This month 20 secondary school science teachers from around the country are attending an SFI workshop to learn the latest on the chemical origins of life and the development of modern genetic code. They then will take the ideas, tools, and inspiration from the workshop back to their students this fall.

The July 5-18 workshop, “Emergence of Life: From Geochemistry to the Genetic Code,” is the outreach component of an SFI-led research project of the same name. Both were enabled by a ve-year National Science Foundation grant through its Frontiers in Integrative Biological Research (FIBR) program. FIBR supports multidisciplinary research as a way to explore the great unknowns of biological science.

Workshop coordinator Paige Prescott, a secondary school science teacher in Santa Fe, describes another of the workshop’s goals. “We’re trying to enable them to help their students see science connections across different disciplines,” she says.

Teacher-led sessions complement the researchers’ lectures.

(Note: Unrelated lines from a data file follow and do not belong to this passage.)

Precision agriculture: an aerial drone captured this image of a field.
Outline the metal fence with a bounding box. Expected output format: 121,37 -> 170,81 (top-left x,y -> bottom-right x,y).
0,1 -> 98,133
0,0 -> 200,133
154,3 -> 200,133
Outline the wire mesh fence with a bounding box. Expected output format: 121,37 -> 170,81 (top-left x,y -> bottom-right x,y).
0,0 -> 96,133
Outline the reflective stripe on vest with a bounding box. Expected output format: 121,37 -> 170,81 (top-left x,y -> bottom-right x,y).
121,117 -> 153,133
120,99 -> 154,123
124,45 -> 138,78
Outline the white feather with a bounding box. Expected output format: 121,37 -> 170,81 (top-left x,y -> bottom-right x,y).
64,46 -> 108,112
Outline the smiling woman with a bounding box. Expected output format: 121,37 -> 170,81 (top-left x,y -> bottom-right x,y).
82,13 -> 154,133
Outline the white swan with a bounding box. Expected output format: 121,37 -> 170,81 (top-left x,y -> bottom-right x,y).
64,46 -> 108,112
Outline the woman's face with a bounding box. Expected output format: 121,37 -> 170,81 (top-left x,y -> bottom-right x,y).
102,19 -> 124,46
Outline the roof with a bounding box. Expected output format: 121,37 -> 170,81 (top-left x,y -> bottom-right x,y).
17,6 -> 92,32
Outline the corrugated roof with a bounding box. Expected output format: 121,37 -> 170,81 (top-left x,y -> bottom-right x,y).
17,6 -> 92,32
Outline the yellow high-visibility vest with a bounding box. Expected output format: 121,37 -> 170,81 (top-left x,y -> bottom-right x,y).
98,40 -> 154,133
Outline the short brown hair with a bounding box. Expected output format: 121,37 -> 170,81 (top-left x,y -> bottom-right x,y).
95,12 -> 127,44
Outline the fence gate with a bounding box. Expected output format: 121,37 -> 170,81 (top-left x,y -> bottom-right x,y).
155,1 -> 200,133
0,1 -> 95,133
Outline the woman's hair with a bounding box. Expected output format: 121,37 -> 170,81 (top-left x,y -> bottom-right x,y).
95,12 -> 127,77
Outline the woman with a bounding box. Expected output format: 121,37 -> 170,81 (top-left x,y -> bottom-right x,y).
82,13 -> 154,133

Discussions focus on the project’s findings as well as its biochemistry, computer simulation, genetics, geochemistry, microbiology, and physics components.

“Often, science is taught without context,” says Paige, who is writing the workshop’s curriculum. “We are encouraging teachers to help students understand scientific concepts within a greater scheme.”

Paige is no stranger to incorporating multidisciplinary philosophy into her own and others’ science classrooms. She also serves as facilitator and regional coordinator of the SFI-hosted Project GUTS (Growing Up Thinking Scientifically), a science, technology, engineering, and math program for middle school students in New Mexico.